Симонов К. М. -- Солдатами не рождаются

- 87 -

← Предыдущая страница | Следующая страница → | К оглавлению ⇑

– Хотел четвертую шпалу привинтить, да в штабе дивизии не нашлось. Никто не запасается, погон ждут.

– Рад бы помочь, – улыбнулся Синцов, – да нечем. У нас в батальоне, кроме замполита, кругом одни кубики. Он, правда, такой, что и последнюю шпалу отдаст, но это уж я не позволю. Перевоспитываю его, чтоб имел хотя бы полувоенный вид.

– Смешно это от тебя слышать, – сказал Артемьев. – Слушаю и вспоминаю, каким ты был до армии, в тридцать девятом.

– Тридцать девятый – это давно прошедшее… – усмехнулся Синцов.

– Сидим тут с тобой, как две половины армии, – сказал Артемьев. – Кадровая и приписная. Думал ли ты до войны стать тем, кто есть?

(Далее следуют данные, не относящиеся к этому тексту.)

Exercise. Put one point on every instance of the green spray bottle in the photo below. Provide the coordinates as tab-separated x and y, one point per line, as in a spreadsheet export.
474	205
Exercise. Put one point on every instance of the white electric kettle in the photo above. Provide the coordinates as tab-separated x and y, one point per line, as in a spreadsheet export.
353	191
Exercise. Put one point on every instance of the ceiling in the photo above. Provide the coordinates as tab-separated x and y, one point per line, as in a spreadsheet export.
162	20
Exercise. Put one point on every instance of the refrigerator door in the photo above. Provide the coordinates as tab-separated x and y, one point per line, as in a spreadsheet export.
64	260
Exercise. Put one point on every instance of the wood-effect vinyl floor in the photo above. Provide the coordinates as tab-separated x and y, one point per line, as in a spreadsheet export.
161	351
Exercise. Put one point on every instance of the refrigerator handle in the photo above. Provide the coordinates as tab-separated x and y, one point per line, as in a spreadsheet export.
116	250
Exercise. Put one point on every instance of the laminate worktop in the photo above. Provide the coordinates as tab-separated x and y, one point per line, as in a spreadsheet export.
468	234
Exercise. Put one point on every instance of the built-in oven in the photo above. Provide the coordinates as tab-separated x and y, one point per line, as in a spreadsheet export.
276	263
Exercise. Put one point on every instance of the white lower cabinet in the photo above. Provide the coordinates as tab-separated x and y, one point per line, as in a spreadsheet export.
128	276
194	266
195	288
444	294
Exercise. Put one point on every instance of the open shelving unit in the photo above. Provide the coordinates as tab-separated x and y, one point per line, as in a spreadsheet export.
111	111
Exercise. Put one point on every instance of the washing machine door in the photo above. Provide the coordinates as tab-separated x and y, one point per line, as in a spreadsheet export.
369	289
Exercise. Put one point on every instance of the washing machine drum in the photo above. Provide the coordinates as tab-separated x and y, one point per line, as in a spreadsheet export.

– А много ли и обо всем ли, о чем надо, мы вообще тогда думали?

– Как будем спать ложиться? – спросил Артемьев. – Может, валетом?

– Рискованно, – сказал Синцов. – Не знаю, как ты, а мне ординарец говорил: я нервно спать стал. Заваливайся подальше к стенке, а я еще посижу, неохота ложиться.

– Ждешь, пока засну, пойдешь своими делами заниматься? – спросил Артемьев, укладываясь на кровати.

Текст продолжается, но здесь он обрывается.